7.3. BOUN-REX (Köksal et al., 2020)

The BOUN-REX team participated in Task 2. The team broke the task into two steps: (1) trigger word detection; and (2) determination of trigger type/event type (The event type is determined by trigger type). The team modeled the first step as a question-answering problem, which aims to find the starting and ending index of trigger word spans. The second step was modeled as a classification problem. BERT structures were used to convert input texts into deep latent features, and an objective function that jointly considers the loss w.r.t. the two steps was used in fine-tuning. Various BERT architectures were explored, including BioBERT, BERT-large-uncased, and BERT-large-cased. The BOUN-REX team submitted one run to Task 2, which was ranked the 6-th among all 11 runs.

7.4. NextMove Software/Minesoft (Lowe and Mayfield, 2020)

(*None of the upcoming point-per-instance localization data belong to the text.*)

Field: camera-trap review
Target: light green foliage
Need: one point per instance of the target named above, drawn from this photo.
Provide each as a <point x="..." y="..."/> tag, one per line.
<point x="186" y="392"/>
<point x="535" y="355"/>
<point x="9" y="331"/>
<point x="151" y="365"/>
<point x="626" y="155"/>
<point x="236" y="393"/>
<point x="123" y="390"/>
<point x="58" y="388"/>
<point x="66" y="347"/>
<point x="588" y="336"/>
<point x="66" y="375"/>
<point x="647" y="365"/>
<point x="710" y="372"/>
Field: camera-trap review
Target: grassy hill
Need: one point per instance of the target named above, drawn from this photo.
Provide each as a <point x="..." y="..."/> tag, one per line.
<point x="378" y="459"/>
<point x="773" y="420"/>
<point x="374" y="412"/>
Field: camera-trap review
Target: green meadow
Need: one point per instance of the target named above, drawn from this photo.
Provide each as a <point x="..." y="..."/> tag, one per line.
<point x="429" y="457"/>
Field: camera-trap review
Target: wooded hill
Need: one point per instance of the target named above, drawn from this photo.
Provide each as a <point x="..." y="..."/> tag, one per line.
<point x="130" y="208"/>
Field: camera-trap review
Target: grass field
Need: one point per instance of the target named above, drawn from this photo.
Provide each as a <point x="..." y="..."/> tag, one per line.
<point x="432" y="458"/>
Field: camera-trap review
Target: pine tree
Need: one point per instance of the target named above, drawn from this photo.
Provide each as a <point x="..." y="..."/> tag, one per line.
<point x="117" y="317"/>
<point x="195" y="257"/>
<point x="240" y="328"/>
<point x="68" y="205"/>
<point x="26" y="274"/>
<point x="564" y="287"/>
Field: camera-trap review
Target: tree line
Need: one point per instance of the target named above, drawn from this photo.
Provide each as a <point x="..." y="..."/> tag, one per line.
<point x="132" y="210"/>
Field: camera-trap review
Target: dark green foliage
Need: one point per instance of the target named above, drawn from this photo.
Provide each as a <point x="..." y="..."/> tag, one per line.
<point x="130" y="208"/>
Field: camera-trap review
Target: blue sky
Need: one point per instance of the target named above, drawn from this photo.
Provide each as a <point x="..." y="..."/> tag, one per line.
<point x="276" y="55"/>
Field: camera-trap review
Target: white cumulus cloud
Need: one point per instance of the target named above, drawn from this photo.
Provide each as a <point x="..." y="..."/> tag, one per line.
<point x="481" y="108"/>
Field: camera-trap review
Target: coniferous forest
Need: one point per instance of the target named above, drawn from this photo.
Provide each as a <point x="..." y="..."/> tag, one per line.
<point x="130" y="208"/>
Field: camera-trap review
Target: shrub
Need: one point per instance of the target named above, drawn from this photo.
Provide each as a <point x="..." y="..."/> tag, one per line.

The NextMove Software/Minesoft team participated in all three tasks. They employed the open source tool ChemicalTagger (Hawizy et al., 2011) to detect chemical reactions from patent texts, which directly provides information on chemical entities, chemical properties, trigger words, and Part-of-Speech (PoS) information within input texts. They further adapted ChemicalTagger for tasks in ChEMU lab 2020 in several ways : (1) LeadMine (Lowe and Sayle, 2015) was used to recognized chemicals, i.e., ChemicalTagger's tokenization was adjusted accordingly such that all LeadMine entities were treated as single tokens; and (2) Rules were used to cover the differences between the annotation guidelines of ChEMU and outputs of ChemicalTagger, e.g., the definitions of “catalyst.” The NextMove Software/Minesoft team submitted three runs, two runs, and three runs to Tasks 1–3, respectively. Their best run for each task was ranked the 8-th, 4-th, and 2-nd in Tasks 1–3, respectively.

7.5. NLP@VCU (Mahendran et al., 2020)

The NLP@VCU team participated in two tasks: Task 1 and Task 2. The team utilized a BiLSTM-CRF model in Task 1, with a concatenated input of pre-trained word embeddings (Mikolov et al., 2013) and character embeddings. In Task 2, the team proposed two models to identify relations between the trigger words and the entities. Their first approach is a rule-based method, which connects a named entity with its closest trigger word within the same sentence. Their second approach is a CNN-based model, which performs a binary classification to determine if a given trigger-entity pair is related or not. The NLP@VCU team submitted three runs to Task 1 and 2, respectively. Their best run for Task 1 was ranked the 11-th among all 26 runs, and their best run for Task 2 was ranked the 7-th among all 11 runs.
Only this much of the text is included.